España afirmó su dominio e influencia decisivamente con la ocupación de lo que hoy conocemos como México en 1519, y dos décadas más tarde de los territorios del Alto Perú, que hoy conocemos políticamente como Perú y Bolivia.

La narrativa, sin embargo, difiere notablemente según se trate de México o de las naciones andinas. Cuando el regente azteca Moctezuma escuchó rumores del arribo de montañas que navegaban sobre el mar y de seres divinos que destellaban como relámpagos cuando se movían, tomó a los visitantes como divinidades vengativas y temía que su aparición presagiará el fin de la civilización.
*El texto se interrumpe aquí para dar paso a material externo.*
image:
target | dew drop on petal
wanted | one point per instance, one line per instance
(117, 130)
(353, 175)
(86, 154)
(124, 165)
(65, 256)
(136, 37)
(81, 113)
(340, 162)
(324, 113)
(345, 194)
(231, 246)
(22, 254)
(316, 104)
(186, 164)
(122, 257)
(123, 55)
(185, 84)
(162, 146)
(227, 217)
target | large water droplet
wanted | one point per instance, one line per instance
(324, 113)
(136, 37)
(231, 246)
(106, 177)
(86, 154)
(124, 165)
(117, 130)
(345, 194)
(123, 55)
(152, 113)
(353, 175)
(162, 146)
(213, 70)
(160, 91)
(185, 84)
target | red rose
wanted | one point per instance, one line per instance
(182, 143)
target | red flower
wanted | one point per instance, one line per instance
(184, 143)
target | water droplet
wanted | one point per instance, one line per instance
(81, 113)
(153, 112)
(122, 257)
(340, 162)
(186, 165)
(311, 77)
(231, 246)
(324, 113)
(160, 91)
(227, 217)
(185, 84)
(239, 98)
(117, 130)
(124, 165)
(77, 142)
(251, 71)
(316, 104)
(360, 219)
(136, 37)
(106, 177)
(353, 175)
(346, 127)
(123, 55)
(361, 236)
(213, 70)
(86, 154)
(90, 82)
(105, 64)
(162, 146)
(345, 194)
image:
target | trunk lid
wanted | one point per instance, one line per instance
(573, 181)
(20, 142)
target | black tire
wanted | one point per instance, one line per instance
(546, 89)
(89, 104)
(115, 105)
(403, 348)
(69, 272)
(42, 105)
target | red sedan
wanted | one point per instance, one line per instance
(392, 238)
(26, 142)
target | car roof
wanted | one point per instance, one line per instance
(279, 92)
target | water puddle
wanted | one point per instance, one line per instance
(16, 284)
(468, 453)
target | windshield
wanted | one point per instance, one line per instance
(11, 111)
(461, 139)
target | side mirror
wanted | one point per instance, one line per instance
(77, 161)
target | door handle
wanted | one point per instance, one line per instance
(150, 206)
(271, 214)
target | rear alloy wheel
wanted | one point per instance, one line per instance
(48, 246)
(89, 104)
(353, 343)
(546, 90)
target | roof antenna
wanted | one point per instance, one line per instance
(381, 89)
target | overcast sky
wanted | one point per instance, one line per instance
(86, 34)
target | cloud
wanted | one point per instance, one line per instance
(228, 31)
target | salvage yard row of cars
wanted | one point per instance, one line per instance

Se equivocó sobre lo que vio – las montañas eran galeones españoles, y las divinidades, conquistadores – pero sobre los efectos de su llegada, estaba en lo correcto. A los pocos meses estaba muerto y una porción de su tesoro había sido embarcada a Europa (donde causó asombro entre espectadores con discernimiento como el artista grabador Alberto Durero).

Para fines del siglo XVI, la población indígena de México se había reducido drásticamente merced a enfermedades importadas para las que no tenían defensas y el modelo de servidumbre esclavista impuesto por la potencia extranjera.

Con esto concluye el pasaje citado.